CHEAP COAL.

Speech in the Senate, on an Amendment to the Tariff Bill, January 29, 1867.

January 29th, the Senate having under consideration the bill to provide increased revenue from imports, known as the Tariff Bill, Mr. Sumner moved the following:—

“On all bituminous coal mined and imported from any place not more than thirty degrees of longitude east of Washington, fifty cents per ton of twenty-eight bushels, eighty pounds to the bushel.”

The effect of this amendment would be to reduce the duty from $1.50 to 50 cents a ton.

MR. PRESIDENT,—The object of the amendment is to bring the bill back where it was at first. The Senate will remember that in committee a motion prevailed by which the duty of 50 cents per ton on the coal mentioned was raised to $1.50. I am at a loss to understand the precise object of this increased tax on coal. There are strong reasons against any tax on coal; and the reasons are stronger still against this increased tax. Its movers must have an object. What is it?

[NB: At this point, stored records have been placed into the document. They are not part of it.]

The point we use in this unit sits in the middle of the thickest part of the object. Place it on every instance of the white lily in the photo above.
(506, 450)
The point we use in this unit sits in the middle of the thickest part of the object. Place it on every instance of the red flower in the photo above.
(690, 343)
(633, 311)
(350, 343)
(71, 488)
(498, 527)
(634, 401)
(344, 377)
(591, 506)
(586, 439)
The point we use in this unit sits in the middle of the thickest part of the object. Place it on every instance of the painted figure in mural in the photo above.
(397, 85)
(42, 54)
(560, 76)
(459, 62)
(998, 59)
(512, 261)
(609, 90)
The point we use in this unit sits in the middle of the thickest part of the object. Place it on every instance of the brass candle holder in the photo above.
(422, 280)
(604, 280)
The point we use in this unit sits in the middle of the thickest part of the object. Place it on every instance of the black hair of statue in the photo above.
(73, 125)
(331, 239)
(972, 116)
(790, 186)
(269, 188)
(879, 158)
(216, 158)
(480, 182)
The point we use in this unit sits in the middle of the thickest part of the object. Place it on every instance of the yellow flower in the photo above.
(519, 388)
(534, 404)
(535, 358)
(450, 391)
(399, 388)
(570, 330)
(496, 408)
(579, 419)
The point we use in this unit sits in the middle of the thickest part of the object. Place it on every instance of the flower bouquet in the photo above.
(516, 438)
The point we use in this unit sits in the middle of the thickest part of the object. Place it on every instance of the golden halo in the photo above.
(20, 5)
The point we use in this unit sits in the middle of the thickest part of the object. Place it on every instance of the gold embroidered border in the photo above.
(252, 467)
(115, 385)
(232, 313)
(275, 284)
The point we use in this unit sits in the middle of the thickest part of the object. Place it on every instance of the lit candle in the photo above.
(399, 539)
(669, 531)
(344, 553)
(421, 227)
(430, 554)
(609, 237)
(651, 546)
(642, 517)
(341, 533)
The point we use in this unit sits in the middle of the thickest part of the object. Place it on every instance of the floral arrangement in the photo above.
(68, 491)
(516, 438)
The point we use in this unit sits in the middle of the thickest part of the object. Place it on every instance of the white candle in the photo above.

It seems that there are imported into the United States about 500,000 tons, being 350,000 from the British Provinces and 150,000 from Great Britain; and this coal is to be taxed at the rate of $1.50 a ton in gold. If the same amount of importation continued, this tax would yield $750,000 in gold,—a handsome addition to the revenue. But I am sure the tax is not imposed on this account. It is imposed with some vague hope of benefit to the coal interest. But here, as we look at it, we are mystified. Is it supposed that the price of coal throughout the country will be raised to this extent? The idea is monstrous. There are some 22,000,000 tons now produced, which, if raised in price according to this tax, will cost the country 33,000,000 gold dollars in addition to the present price. This might be advantageous to certain proprietors, but it must be damaging to the country. Nobody can expect this. The object, then, is something else. I will not say that it is merely to take advantage of the States that do not produce coal, for this would be sheer oppression. I suppose that it must be to exclude foreign coal, and to that extent open the market for domestic coal.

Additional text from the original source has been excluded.